Parmi les industries minutieuses qui ont gagné une grande célébrité sous les Mamelouks, celle de la mosaïque qu’on retrouve en abondance dans les sanctuaires, et  au bas des murs des mosquées. 

L’époque des Mamelouks s’est caractérisée par l’épanouissement de l’écriture « Naskh » dans l’écriture du Coran et qui a atteint une grande valeur. Cette écriture était également un facteur d’ornementation des pièces antiques métalliques, de la porcelaine, de l’ivoire ou des textiles. 

La renaissance artistique moderne de l’Egypte s’était liée à quelques facteurs et considérations qui ont façonné d’emblée la pensée et l’esprit en lui inculquant un sens national très élevé. 

La promotion des arts et notamment celle de l’art plastique faisait partie de l’essor culturel en général et devenait un moyen d’expression et un facteur du mouvement national égyptien aux fins de l’indépendance et du progrès. 

D’aucuns des pionniers de l’art plastique en Egypte n’avaient eu de rôle aussi important que celui des avant-gardes du rayonnement intellectuel, surtout que leurs rôles s’étaient confirmés par la contribution tangible à la lutte nationale pour la liberté, l’indépendance et l’identité nationale. Parmi les principaux artistes figurent : Mahmoud Saïd, Mahmoud Mokhtar, Youssef Kamel, Ragheb Ayad, Mohamed Nagui et autres. 

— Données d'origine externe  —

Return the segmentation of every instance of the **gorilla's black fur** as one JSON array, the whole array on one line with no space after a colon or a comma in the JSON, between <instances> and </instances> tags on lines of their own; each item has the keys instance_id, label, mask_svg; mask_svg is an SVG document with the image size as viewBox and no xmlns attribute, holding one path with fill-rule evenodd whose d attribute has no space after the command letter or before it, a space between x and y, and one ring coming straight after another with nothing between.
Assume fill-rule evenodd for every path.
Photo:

Par la suite se succédèrent des groupes intéressés à l’art plastique. En 1928 : « Le groupe de l’imagination » fondé par Mahmoud Mokhtar, en 1929 : »Le groupe des amateurs des beaux arts à Alexandrie », en 1932 : « Le complexe égyptien des beaux arts » par Mohamed Sedki, en 1936 : « La ligue des artistes égyptiens ». 

Dans les années 40, le « Groupe de l’art et de la liberté » fut fondé et  comprit  parmi ses membres Fouad Kamel, Ramsès Youann et Georges Henein et en 1948 le groupe de l’art moderne créé, incluait Gamal El Seguini, Salah Youssri et Mohamed Hamed Oweiss. En 1950, quelques artistes pionniers ont créé le groupe de la « Palette » qui comprend entre autres Mohamed Hassan et  Ragheb Ayad. 

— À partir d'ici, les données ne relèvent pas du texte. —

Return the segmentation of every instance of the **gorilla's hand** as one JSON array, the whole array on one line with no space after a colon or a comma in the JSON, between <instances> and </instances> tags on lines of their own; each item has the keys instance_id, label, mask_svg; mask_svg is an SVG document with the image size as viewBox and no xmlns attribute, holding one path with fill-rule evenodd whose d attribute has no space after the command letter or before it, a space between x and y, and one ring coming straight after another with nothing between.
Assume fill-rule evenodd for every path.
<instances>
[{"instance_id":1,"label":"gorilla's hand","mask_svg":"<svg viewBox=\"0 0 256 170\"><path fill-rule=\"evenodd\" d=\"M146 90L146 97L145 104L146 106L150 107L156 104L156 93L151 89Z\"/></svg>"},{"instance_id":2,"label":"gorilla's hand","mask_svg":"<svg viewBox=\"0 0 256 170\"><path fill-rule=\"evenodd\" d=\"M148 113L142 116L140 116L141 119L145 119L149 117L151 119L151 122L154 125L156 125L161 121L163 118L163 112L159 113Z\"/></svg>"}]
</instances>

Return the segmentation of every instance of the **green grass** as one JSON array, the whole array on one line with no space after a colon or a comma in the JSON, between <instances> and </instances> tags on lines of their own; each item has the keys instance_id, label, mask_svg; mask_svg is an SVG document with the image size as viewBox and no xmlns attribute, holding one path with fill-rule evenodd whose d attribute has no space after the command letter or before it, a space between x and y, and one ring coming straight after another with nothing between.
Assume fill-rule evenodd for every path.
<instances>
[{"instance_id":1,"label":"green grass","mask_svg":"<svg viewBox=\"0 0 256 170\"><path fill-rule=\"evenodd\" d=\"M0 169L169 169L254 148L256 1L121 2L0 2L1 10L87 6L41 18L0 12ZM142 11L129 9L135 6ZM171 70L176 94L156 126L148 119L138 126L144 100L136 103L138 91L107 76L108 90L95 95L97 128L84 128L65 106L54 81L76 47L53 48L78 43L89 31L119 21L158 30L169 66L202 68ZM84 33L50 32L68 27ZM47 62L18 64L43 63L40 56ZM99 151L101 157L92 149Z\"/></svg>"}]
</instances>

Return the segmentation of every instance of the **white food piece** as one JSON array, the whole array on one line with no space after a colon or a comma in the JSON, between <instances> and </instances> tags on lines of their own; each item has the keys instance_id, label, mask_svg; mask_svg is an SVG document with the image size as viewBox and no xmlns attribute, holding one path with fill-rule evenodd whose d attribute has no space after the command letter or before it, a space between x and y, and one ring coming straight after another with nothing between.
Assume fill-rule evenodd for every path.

En 1953 : Le groupe qui a le plus résisté a été celui de « l’Atelier du Caire » fondé par Mohamed Nagui et Ragheb Ayyad. 

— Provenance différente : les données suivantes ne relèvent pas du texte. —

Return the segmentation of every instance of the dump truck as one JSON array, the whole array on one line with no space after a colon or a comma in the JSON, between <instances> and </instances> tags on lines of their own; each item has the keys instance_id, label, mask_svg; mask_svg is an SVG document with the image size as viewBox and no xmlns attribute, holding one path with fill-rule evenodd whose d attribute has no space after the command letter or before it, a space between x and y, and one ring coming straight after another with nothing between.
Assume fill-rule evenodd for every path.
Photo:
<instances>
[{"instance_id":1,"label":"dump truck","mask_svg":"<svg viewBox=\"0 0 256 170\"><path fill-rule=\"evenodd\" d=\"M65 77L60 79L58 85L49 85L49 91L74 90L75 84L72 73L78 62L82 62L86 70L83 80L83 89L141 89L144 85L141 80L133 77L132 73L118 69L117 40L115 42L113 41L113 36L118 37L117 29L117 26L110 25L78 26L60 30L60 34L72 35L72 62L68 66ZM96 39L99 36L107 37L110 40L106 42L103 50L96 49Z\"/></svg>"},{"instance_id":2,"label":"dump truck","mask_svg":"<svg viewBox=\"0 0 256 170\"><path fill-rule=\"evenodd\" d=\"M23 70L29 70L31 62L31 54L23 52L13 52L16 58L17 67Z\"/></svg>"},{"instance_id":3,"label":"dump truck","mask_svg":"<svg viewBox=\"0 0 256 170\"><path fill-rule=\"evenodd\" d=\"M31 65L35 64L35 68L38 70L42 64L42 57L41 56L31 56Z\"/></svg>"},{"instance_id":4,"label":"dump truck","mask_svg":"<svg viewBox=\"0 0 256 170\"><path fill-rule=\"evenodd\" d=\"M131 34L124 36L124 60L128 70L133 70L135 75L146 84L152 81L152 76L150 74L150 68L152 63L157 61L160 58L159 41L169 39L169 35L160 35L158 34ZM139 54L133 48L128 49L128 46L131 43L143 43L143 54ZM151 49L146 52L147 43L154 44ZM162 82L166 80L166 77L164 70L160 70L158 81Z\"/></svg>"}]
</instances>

En 1964 : « L’association de la mosaïque de la montagne » s’est formée grâce à Omar El Nagdi, artiste de la deuxième génération de l’art du Graphique. 

En 1981 : « L’association de l’axe » fondée, comprenait 4 artistes : Ahmed Nawar, Abdel Rahman El Nachar, Farghali Abdel Hafiz, Mostafa El Razaz qui sont tous des pionniers du mouvement actuel de l’art plastique.

Ces associations artistiques ont nettement participé à l’exposition de l’art plastique égyptien, à sa large divulgation et ont défini les aspects saillants du mouvement contemporain.